Many Canadian and American tourists are drawn to England because they think they know the language, but when you see seven women from Buffalo in a pub in Bloomsbury, looking at each other in fear while the barman waits for their order, you know they need help.
Londoners are under the illusion that all the English speak the same language, that the old dialects have been dissolved into something called "estuary English," the sounds made by natives of the Thames estuary, has now become universal.
If you believe this, spend an hour in a betting shop in Birmingham, only 160 kilometres from London. You won't understand a word they are saying. You will need help, and not just in Birmingham.
Hemingway remarked about 80 years ago that the English upper classes employ a tiny, highly inflected vocabulary — like the Eskimos, he said.
This is still true, and useful, and it applies to all classes.
Brilliant's many meanings
The most highly inflected word in use in England is "brilliant." At one time, the word meant "astonishing," "amazing," "dazzling." Some time ago, it evolved into an editorial comment for all situations. With a positive edge, it means, still, "Sir, you have made the problem clear (and solved it) and I understand every word." More commonly it has a harder edge, as in, "Did you really put your passport in your outside jacket pocket while you were on a subway train in Madrid?" At its most highly inflected it becomes a bark of despair, when, say, the waiter spills the soup over your pants.

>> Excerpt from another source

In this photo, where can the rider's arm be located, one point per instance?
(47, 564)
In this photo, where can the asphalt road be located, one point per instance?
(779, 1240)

"Brilliant," then, will respond to any situation, depending on your inflection.
Cheers all round
Equally useful is "cheers." "Brilliant" is a comment, "Cheers" is not a comment on anything. For the natives, it is a universal grunt of good will. You can use it in a bar as you approach the counter, when you leave, and in between when you are manoeuvring with your hands full of Guinness through the Saturday-night crowd around the bar. Kingsley Amis devoted half a page in one book to characters saying "cheers" to each other. It means nothing, signifying only a minimum recognition that someone else exists.
The real test: pubs
"Brilliant" and "cheers", then, will get you through most situations in the United Kingdom (though not in Ireland, where they like a bit of chat), but if you want to feel at home, try this. Soon after you arrive, you will try to experience the famous British pubs, and think, from watching Coronation Street, that you know how it's done. Almost certainly you will want to show your learning by asking for a pint of bitter. The barman will then point to the 11 pump handles sticking out of the bar and ask, "Which one, guv?" You might make one more try at looking like an insider, and say, "The local one."
"There isn't actually a brewery in Piccadilly Circus," he will say, and wink at the regulars, listening around the bar. So now you just point at the most authentic-looking handle and he will draw you a lukewarm pint of the kind of cider drunk by women and adolescents.
The thing to ask for if you want to look knowledgeable is "mild." The young barman may not know what you are talking about, and he certainly won't have it on tap. Mild ale was once the cheapest draft beer in the land, the staple of farmhand and navvy, thin, dark, and delicious. Today, there are so-called connoisseurs of draft beer, the "real ale" snobs, who have never tasted mild, and for you to ask for it, and above all to be able to explain to a barman what it is, is to put you one up for the evening.